Ausgestorbene Pockenviren könnten durch die globale Erwärmung wiederbelebt werden

Permafrostschmelze

Während der Permafrost der Arktis aufgrund der globalen Erwärmung weiter auftaut, drohen alle Arten von antiken Leiden, die einmal von der Kälte erfasst wurden, wieder aufzutauchen. Zum Beispiel haben Wissenschaftler bereits Viren in schmelzenden Schichten von gefrorenem Boden entdeckt, von denen angenommen wurde, dass sie seit Zehntausenden von Jahren ausgestorben sind.

Bisher hat sich keines dieser alten Viren als ansteckend für den Menschen erwiesen. Jetzt befürchten Wissenschaftler, dass der schmelzende Permafrost eine neuere Geißel wiederzubeleben droht, die nach Ansicht der Wissenschaftler ausgerottet wurde: Pocken.

Obwohl die Ausrottung der Pocken als eine der großen Errungenschaften der modernen Medizin angekündigt wurde – seit 1977 gibt es keine dokumentierten Fälle mehr -, befürchten Wissenschaftler, dass das Virus in Permafrost-Friedhöfen schlummern und gefroren sein könnte.

Als eine kleine sibirische Stadt in den 1890er Jahren einen verheerenden Ausbruch von Pocken erlebte, wurden Hunderte von Leichen auf einem Friedhof am Ufer des Flusses Kolyma beigesetzt. In diesem Sommer, der in der Region Rekordhitzewellen verursacht hat, ist der Permafrost dreimal so schnell geschmolzen wie sonst, und einige dieser Leichen des Kolyma-Flusses wurden freigelegt. Wissenschaftler konnten nach Angaben der Siberian Times Pockengeschwüre auf den gut erhaltenen Geweben der Leichen sichtbar identifizieren.
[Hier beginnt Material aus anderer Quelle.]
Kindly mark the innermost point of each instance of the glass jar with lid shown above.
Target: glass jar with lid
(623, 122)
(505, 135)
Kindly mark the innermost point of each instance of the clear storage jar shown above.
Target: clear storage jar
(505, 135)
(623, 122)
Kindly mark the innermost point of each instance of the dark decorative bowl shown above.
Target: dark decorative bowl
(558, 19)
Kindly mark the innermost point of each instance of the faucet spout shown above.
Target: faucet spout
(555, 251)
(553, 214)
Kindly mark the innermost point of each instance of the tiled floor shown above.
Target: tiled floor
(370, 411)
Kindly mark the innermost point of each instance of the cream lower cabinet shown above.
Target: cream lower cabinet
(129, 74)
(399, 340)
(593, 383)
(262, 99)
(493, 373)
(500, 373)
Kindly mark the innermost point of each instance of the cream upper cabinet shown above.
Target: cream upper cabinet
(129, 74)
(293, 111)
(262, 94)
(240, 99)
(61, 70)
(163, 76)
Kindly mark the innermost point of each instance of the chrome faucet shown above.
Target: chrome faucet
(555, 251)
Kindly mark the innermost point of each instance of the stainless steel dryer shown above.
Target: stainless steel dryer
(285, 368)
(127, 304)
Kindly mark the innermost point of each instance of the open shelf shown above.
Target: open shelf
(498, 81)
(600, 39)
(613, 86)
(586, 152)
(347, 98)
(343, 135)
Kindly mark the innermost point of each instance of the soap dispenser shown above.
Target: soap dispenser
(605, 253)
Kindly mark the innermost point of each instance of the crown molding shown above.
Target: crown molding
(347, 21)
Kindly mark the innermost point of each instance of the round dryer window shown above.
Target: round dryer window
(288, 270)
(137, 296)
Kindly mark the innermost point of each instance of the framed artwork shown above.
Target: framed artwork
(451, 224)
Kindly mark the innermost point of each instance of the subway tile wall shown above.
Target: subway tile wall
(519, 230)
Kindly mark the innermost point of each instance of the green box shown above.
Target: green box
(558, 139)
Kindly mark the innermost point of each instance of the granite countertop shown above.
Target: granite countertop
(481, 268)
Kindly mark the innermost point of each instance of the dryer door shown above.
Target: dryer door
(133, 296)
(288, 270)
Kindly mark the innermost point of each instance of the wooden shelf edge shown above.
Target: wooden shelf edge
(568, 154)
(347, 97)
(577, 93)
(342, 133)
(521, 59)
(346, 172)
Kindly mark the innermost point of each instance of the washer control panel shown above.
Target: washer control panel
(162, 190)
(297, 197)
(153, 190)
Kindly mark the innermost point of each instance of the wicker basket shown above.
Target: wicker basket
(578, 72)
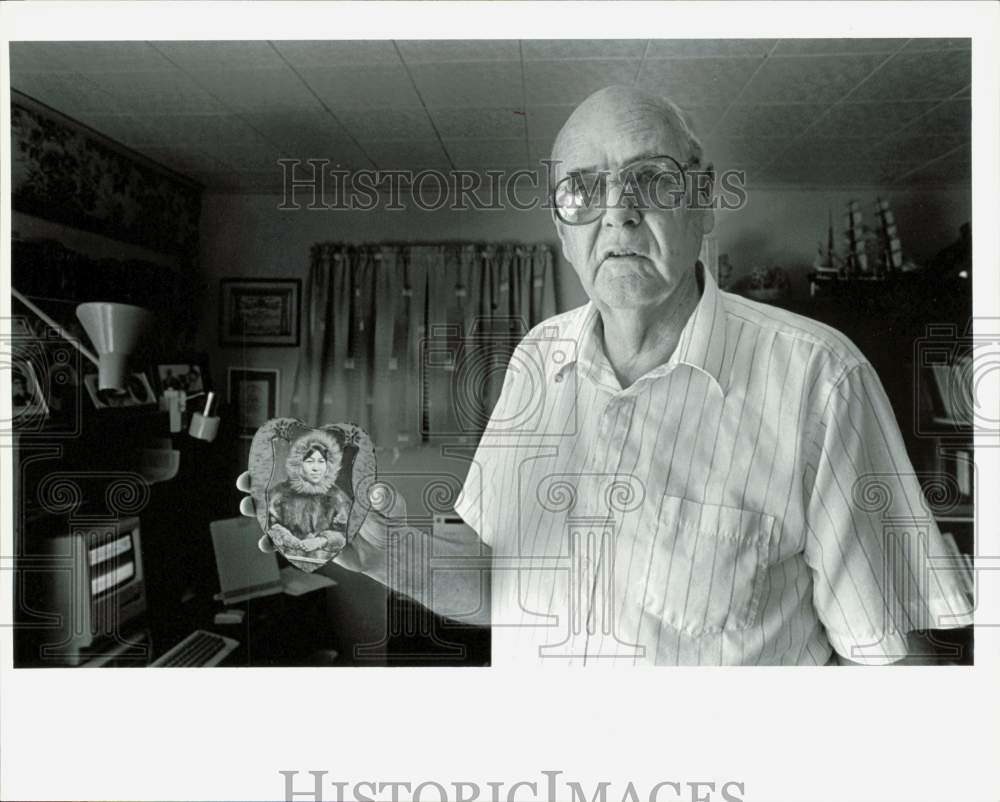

Glücklicherweise wurden keine intakten Viren aus den vor Ort entnommenen Proben gefunden, aber die Forscher fanden Spuren von Pocken-DNA. Das lässt zumindest die Möglichkeit offen, dass ein vollständiges Virus überlebt haben könnte.

"Diese Art der Forschung sollte fortgesetzt werden," drängte Sergey Netesov, Chef des Labors für Bionanotechnologie, Mikrobiologie und Virologie an der Abteilung für Naturwissenschaften der Staatlichen Universität Nowosibirsk. "Das Untersuchen tiefer liegender Bestattungen könnte helfen, die Situation zu klären."

Es ist eine beängstigende Aussicht, eine unerwartete Folge der globalen Erwärmung. Wenn Pocken irgendwo im riesigen Permafrost der Arktis schlummern, werden wir es vielleicht erst herausfinden, wenn es wieder in die menschliche Bevölkerung gelangt. Es ist nicht abzusehen, welche anderen tödlichen Krankheiten damit einhergehen.